One final issue of KM’s that I will note is the media. KM take the media to task for being mere cheerleaders of the NHL, without questioning it. The media was, and still is, used by hockey to promote itself. But the media is not independent, like it should be. The NHL effectively censors writers that write things it does not like (such as mentions of fighting). As a result, media coverage of the game is limited to pointless “I’ll give it 110%” interviews, monotonous and superficial analysis, and repetition of the party line on any serious issue.

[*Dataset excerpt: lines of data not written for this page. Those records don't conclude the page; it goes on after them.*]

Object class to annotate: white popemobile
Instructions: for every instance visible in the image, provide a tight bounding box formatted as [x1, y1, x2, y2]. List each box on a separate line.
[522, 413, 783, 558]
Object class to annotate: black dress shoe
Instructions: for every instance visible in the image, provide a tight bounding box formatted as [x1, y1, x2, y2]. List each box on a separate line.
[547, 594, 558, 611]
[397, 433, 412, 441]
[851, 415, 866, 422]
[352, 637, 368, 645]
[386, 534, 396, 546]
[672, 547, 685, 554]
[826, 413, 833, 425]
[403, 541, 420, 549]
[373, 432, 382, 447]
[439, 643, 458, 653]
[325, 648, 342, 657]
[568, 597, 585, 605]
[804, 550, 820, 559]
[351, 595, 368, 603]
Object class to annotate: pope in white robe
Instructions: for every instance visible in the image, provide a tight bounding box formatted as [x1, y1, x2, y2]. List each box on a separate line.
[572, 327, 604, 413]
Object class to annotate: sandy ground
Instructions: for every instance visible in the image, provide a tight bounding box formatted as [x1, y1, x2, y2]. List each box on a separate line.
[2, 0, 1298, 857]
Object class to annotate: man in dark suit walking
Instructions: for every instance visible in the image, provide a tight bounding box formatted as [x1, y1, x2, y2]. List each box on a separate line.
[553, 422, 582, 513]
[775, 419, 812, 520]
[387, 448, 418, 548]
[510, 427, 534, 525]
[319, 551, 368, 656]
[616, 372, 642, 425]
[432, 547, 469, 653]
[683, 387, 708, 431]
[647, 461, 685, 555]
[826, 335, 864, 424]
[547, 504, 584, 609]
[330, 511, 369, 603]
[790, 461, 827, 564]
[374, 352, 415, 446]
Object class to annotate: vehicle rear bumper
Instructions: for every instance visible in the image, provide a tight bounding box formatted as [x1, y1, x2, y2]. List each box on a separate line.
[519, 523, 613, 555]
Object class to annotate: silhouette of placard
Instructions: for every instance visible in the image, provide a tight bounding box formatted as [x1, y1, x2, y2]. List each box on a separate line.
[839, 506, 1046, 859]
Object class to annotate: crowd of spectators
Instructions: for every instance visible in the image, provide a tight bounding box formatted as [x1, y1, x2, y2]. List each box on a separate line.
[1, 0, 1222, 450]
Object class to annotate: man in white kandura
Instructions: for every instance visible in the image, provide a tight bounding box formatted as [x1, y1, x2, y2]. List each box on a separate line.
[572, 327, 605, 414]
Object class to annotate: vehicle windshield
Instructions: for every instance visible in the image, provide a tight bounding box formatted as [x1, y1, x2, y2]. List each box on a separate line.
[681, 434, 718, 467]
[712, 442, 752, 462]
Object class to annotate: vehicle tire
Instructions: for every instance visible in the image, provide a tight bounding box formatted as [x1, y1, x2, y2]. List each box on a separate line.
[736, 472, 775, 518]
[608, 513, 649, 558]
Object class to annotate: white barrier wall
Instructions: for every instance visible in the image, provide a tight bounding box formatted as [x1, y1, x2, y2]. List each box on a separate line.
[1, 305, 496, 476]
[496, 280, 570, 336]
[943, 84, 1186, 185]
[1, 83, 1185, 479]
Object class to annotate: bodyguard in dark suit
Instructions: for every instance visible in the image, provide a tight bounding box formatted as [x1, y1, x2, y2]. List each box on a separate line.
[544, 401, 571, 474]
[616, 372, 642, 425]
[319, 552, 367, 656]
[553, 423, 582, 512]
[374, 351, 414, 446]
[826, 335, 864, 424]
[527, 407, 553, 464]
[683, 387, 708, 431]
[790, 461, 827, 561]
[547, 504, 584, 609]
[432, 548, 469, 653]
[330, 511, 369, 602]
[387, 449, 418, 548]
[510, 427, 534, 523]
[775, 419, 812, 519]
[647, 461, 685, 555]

The books diverge greatly in terms of the solutions they offer. KM sees the problem as US involvement, apparently, because their very practical solution is to start a new Canadian hockey league. They envisioned two teams each in Vancouver, Toronto, and Montreal, as well as clubs in Victoria, Calgary, Edmonton, Regina, Saskatoon, Winnipeg, Thunder Bay, Ottawa, Sudbury, Windsor, London, Kitchener-Waterloo, Hamilton, Sherbrooke, St. John and Sydney. They saw a 44-game schedule. Most importantly, the teams would be community-owned, so the purpose would be hockey, not profit. Players would give up higher NHL salaries in order to play fewer games, closer to their hometowns. Even in 1972, I think two words would sum up this proposal: yeah right.
KR are far more practical in their suggestions. They call for a moratorium on expansion, a comprehensive revenue-sharing plan, the game to be called by the book at all times (which the NHL seems to have adopted for the start of the 2002/03 season), a slight reduction in the length of the schedule, the regular season to be made more meaningful, games and arenas to be more fan-friendly, a commitment to international hockey, and finally a ban on fighting. These are all good ideas and may be implemented some day. But they cannot be said to be necessary to save hockey, because hockey is not dying.
What these books really trumpet are ways to make the game better, which is noble. But they claim to be trying to keep the game alive. Neither KM nor KR offer truly convincing evidence that the game is dying, rather than merely becoming stagnant. I have no worries that we will be watching NHL hockey for years, and decades, to come.
Gruneau, Richard and David Whitson. Hockey Night in Canada. Toronto: Garamond Press, 1993.
Kidd, Bruce and John McFarlane. The Death of Hockey. Toronto: New Press, 1972.
Klein, Jeff and Karl-Eric Reif. The Death of Hockey. Toronto: Macmillan Canada, 1998.